A relative of Swiss chard, the versatile sugar beet does more than serve as a reliable source of high-quality sugar to sweeten foods we eat. It provides a nutritious addition to feed for beef and dairy cattle as well as sheep. Its leafy greens are a favorite with some home gardeners. Sugar beet molasses, a processing byproduct, is used for making yeast, chemicals, and pharmaceuticals.

Growers in 14 states produce America's sugar beet harvest, worth more than $1 billion annually.

Sugar beet growers helped fund Yu's research. In those tests, he showed that his experimental M6-1 sugar beets, when exposed to very high numbers of nematodes in the greenhouse, suffered little if any damage.

The six different species of root-knot, or Meloidogyne, nematodes that Yu used in his studies are heavy hitters.

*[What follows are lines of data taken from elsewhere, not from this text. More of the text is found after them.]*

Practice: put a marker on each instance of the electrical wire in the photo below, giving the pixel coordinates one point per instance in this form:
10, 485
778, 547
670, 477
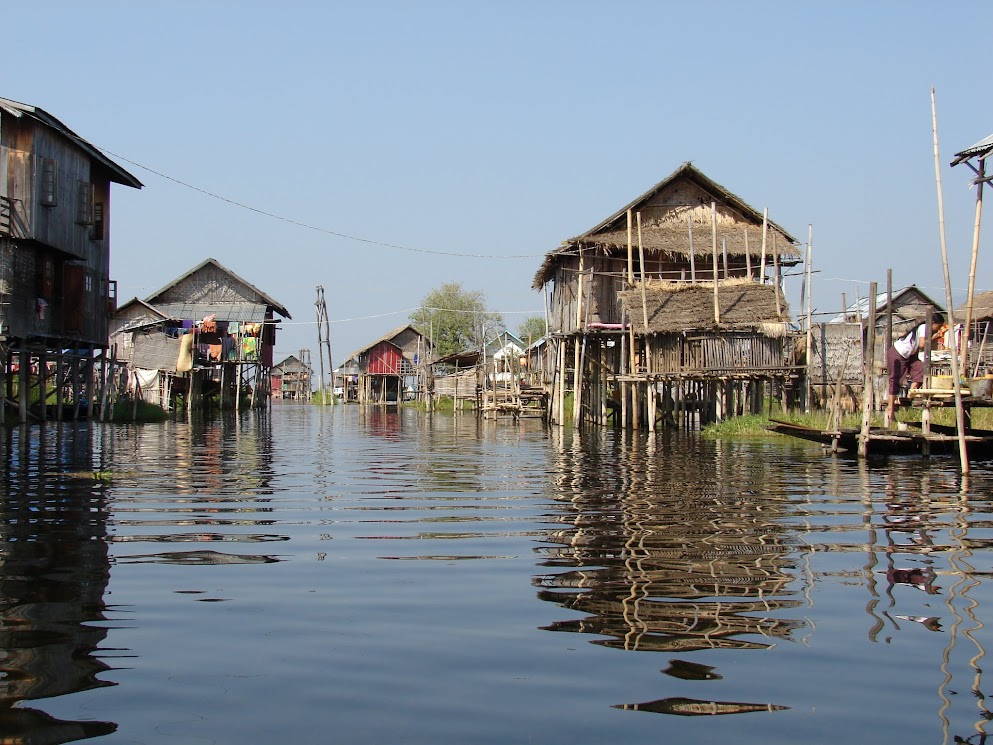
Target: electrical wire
305, 225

They make up 98 percent of root-knot nematodes in the world's agricultural soils. Yu's discovery is a first: So far, no other researcher has reported any sugar beets—or any crop species, for that matter—that resist all six species.

In addition to nematode enemies, sugar beets can also fall victim to diseases like rhizomania, or crazy root, called that because of the odd-looking roots of diseased plants; Erwinia root rot, caused by a bacterium; and virus yellows, named for the sickly color of leaves of afflicted plants.

Geneticist Ming Yu and technician Linda Pakish examine a sugar beet damaged by root-knot nematodes. Link to photo information.
Geneticist Ming Yu and technician Linda Pakish examine a sugar beet damaged by root-knot nematodes.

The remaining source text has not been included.